Needless to say, for Edelman, who is currently ranked 61st in the world, the journey to Pyeongchang to represent Israel is the realization of a dream a long time in the making. While a medal might seem beyond his reach, the words of Theodor Herzl seem fairly appropriate—im tirtzu, ein zo aggadah (if you will it, it is no dream). Look for him on the skeleton track; he won’t be hard to miss with his blue-and-white suit and an image of Samson emblazoned on his helmet.

Jared Goldberg, Team USA
Alpine Skiing

Jared Goldberg (courtesy photo)
Jared Goldberg (Courtesy photo)

Jared Goldberg will be competing for Team USA for his second straight Winter Olympics in alpine skiing.
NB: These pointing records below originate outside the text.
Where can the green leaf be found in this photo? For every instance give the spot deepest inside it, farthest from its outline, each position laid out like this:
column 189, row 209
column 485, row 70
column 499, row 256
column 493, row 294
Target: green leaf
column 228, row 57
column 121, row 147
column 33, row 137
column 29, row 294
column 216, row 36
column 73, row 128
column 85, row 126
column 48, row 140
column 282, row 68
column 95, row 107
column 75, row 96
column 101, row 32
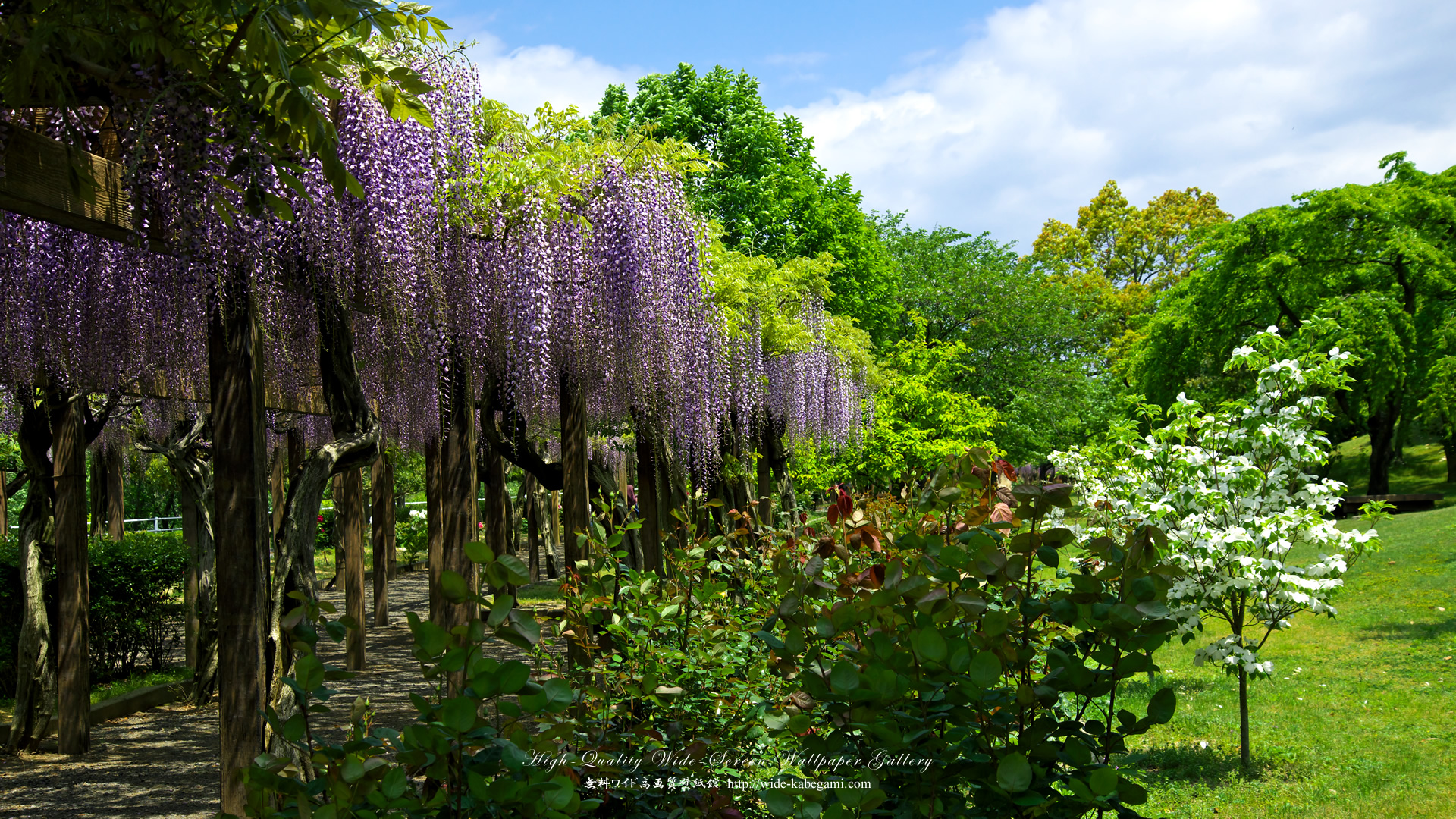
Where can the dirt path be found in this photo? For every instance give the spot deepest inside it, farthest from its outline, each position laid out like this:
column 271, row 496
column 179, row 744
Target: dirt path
column 162, row 764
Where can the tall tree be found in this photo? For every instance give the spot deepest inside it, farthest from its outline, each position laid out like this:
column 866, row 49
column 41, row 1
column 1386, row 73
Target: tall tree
column 1027, row 350
column 1376, row 259
column 764, row 188
column 1122, row 257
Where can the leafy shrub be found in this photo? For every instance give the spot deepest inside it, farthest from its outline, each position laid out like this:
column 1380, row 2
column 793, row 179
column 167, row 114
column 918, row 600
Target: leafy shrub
column 136, row 602
column 925, row 646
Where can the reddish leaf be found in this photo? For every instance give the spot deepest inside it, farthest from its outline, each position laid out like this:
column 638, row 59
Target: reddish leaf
column 873, row 577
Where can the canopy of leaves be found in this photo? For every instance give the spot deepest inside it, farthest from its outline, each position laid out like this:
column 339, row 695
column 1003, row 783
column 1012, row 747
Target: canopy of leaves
column 921, row 417
column 1027, row 350
column 1378, row 259
column 270, row 67
column 1120, row 259
column 766, row 190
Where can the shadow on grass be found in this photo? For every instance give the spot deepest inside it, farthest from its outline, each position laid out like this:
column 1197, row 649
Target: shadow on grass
column 1213, row 767
column 1394, row 630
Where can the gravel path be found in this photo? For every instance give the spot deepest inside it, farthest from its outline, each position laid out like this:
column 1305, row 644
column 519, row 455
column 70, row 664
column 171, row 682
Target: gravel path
column 162, row 764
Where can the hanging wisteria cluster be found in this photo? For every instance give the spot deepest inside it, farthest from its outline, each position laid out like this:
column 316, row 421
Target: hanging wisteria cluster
column 604, row 292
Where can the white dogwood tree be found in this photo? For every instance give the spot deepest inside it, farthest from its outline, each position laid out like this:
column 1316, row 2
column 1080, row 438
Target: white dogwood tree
column 1247, row 519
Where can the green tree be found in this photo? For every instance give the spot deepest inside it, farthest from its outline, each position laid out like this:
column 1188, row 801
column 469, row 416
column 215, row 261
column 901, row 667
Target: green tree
column 1027, row 352
column 1376, row 259
column 766, row 190
column 267, row 69
column 921, row 414
column 1122, row 259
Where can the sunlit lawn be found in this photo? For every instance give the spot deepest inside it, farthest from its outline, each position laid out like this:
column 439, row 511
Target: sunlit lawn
column 1360, row 717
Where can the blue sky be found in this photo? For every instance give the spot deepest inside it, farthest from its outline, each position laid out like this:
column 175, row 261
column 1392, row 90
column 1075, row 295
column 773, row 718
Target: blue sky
column 800, row 52
column 998, row 117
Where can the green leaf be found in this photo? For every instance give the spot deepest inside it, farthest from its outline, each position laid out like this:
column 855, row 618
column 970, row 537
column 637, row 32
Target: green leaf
column 309, row 672
column 1014, row 773
column 453, row 586
column 843, row 676
column 500, row 610
column 1103, row 781
column 929, row 645
column 459, row 713
column 1163, row 706
column 513, row 675
column 479, row 553
column 394, row 783
column 984, row 670
column 517, row 575
column 778, row 800
column 294, row 729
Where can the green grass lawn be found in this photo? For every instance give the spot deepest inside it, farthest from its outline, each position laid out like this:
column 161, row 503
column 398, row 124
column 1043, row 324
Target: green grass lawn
column 1360, row 717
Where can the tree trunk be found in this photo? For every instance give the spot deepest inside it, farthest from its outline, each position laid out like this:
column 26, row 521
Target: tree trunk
column 1382, row 450
column 554, row 542
column 1244, row 719
column 348, row 512
column 194, row 475
column 73, row 583
column 240, row 485
column 382, row 521
column 457, row 499
column 275, row 491
column 36, row 651
column 533, row 525
column 647, row 497
column 190, row 582
column 433, row 526
column 115, row 497
column 497, row 506
column 574, row 504
column 356, row 444
column 764, row 475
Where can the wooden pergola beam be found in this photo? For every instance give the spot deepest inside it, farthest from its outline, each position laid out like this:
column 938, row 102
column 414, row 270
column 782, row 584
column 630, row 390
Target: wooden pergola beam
column 64, row 186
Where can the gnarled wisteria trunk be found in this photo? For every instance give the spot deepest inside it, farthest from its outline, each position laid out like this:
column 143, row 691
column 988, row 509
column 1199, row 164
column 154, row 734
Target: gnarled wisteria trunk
column 188, row 455
column 36, row 656
column 356, row 444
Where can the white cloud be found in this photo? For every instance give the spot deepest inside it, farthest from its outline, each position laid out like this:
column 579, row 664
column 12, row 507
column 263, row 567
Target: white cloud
column 1253, row 101
column 525, row 77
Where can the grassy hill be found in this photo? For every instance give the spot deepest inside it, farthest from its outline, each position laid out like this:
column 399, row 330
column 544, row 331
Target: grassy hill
column 1421, row 469
column 1359, row 720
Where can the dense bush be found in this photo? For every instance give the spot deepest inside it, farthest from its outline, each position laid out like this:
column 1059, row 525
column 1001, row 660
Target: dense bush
column 136, row 602
column 940, row 659
column 136, row 605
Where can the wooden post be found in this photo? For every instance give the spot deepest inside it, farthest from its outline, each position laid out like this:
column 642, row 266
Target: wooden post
column 764, row 482
column 552, row 567
column 348, row 515
column 72, row 563
column 647, row 499
column 574, row 506
column 382, row 523
column 240, row 526
column 191, row 624
column 115, row 512
column 457, row 487
column 275, row 488
column 433, row 528
column 497, row 503
column 533, row 526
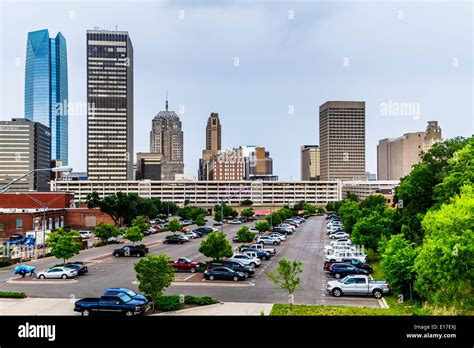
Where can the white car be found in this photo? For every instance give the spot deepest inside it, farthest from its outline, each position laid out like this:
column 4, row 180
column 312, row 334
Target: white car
column 57, row 273
column 278, row 236
column 267, row 240
column 330, row 249
column 338, row 256
column 85, row 234
column 286, row 226
column 341, row 241
column 338, row 235
column 246, row 260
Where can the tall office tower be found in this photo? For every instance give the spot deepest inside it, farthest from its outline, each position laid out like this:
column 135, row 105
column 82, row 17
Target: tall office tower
column 166, row 138
column 110, row 105
column 26, row 145
column 396, row 157
column 259, row 165
column 342, row 140
column 310, row 162
column 46, row 88
column 213, row 145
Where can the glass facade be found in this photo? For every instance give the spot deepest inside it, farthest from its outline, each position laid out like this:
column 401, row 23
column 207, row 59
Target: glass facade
column 46, row 88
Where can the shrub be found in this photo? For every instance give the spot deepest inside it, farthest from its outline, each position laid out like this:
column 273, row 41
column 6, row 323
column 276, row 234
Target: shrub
column 200, row 301
column 12, row 294
column 168, row 303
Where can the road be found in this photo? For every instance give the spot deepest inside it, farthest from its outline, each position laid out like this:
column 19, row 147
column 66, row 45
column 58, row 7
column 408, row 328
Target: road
column 105, row 271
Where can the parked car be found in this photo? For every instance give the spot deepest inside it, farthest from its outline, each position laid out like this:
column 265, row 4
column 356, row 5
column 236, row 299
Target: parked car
column 57, row 273
column 338, row 256
column 111, row 304
column 261, row 254
column 271, row 251
column 246, row 260
column 358, row 285
column 340, row 270
column 131, row 250
column 79, row 267
column 185, row 264
column 86, row 234
column 174, row 239
column 235, row 265
column 358, row 264
column 279, row 236
column 131, row 293
column 223, row 273
column 267, row 240
column 338, row 235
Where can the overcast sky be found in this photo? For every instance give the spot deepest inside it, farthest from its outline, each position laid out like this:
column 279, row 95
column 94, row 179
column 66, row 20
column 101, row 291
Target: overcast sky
column 265, row 67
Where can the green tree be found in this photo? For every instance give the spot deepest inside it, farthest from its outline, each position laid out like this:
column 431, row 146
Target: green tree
column 247, row 212
column 262, row 226
column 63, row 244
column 397, row 262
column 216, row 246
column 445, row 265
column 105, row 231
column 140, row 223
column 133, row 234
column 369, row 230
column 350, row 214
column 154, row 275
column 200, row 220
column 287, row 276
column 246, row 202
column 174, row 226
column 244, row 235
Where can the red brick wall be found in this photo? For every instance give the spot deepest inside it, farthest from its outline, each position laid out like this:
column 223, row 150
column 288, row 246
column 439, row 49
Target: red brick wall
column 27, row 200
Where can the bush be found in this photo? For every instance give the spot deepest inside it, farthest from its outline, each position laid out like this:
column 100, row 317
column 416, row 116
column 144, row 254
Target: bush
column 12, row 294
column 168, row 303
column 200, row 301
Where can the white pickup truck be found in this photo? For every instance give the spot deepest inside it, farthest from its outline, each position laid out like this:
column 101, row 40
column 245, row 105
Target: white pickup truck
column 358, row 285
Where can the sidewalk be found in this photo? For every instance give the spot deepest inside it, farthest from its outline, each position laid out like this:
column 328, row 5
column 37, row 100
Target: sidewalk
column 226, row 308
column 37, row 306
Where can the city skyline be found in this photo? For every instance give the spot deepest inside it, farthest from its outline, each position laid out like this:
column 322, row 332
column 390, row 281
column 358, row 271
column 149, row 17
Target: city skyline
column 233, row 76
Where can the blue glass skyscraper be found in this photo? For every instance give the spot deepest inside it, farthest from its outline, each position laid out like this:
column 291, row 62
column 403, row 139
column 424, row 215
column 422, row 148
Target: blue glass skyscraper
column 46, row 88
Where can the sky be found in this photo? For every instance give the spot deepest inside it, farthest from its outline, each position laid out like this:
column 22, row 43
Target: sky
column 264, row 66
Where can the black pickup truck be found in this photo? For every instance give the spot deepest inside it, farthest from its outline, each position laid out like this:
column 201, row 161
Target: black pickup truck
column 111, row 304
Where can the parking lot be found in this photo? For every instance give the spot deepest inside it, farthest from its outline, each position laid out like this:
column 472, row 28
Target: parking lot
column 306, row 244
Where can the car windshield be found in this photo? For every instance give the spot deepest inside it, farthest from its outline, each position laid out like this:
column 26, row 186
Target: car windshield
column 124, row 297
column 131, row 293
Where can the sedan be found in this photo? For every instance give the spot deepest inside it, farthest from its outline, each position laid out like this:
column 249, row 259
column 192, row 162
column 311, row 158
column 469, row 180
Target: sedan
column 58, row 273
column 223, row 273
column 338, row 235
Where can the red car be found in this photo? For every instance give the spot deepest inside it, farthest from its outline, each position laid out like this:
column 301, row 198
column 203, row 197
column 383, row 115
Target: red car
column 185, row 264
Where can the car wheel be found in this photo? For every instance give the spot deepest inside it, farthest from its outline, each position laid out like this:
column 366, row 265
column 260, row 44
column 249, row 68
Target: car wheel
column 377, row 294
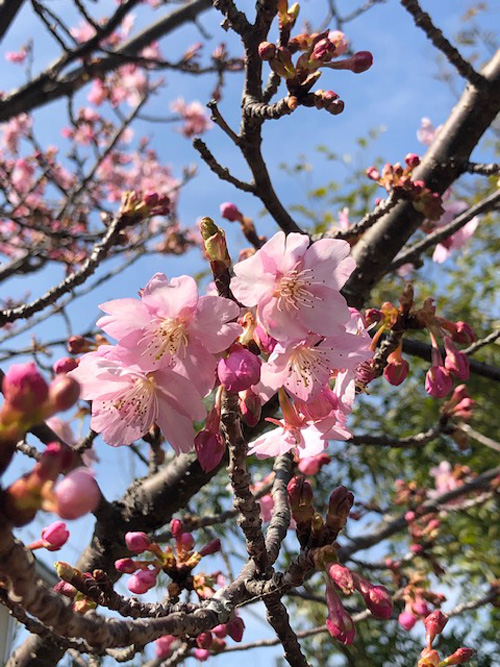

While Jared grew up in Utah, his father grew up in Sharon and has strong Boston roots. At the 2014 Sochi Olympics, Goldberg finished 11th in alpine combined and 19th in giant slalom, coming on the heels of his 2013 first-place finish in downhill at the U.S. Championships and second-place finish in super giant slalom. Goldberg suffered a rupture of his Achilles tendon in 2016, but came back for the 2017 season and had four top-20 finishes already in 2018. Plus, he plays the ukulele and harmonica, and is an aspiring sitar player.

AJ Rosen, Great Britain
Luge

AJ Rosen (courtesy photo)
AJ Rosen (Courtesy photo)

Our second Jewish “AJ” of the Pyeongchang Olympics, Adam Joseph Rosen was born in New Rochelle, N.Y., and still lives in Westchester but competes for Great Britain as he maintains dual citizenship. This will be Rosen’s third Winter Games, having competed in both Vancouver (2010) and Torino (2006) and finishing 16th in both. Rosen has been competing on the world stage since 2003; his highest finish came in 2009, when he finished in sixth place at the World Cup in Calgary. Rosen’s need for speed seems to be an existential necessity, as he is an aspiring commercial pilot and also sometimes referred to as “the fastest Jew on ice”—a claim that AJ Edelman might take issue with.

Evan Weinstock, Team USA
Bobsled

Evan Weinstock (courtesy photo)
Evan Weinstock (Courtesy photo)

At 6’4” and 215 pounds, it’s hard to miss Evan Weinstock. As a teenager he was a top football prospect, being named the Nevada 4A player of the year, but after an injury ended his football career he went to Brown University and promptly took up decathlon. His prodigious career in Providence features him winning the Ivy League title four times and setting the school record in the event, while also earning an NCAA All-American honorable mention as a senior. He attempted to qualify for the 2016 Rio Olympics in decathlon, but when that didn’t pan out, he set his sights on bobsled, quickly moving up the ranks and making one of three four-man bobsled teams that Team USA will be putting on the track at Pyeongchang.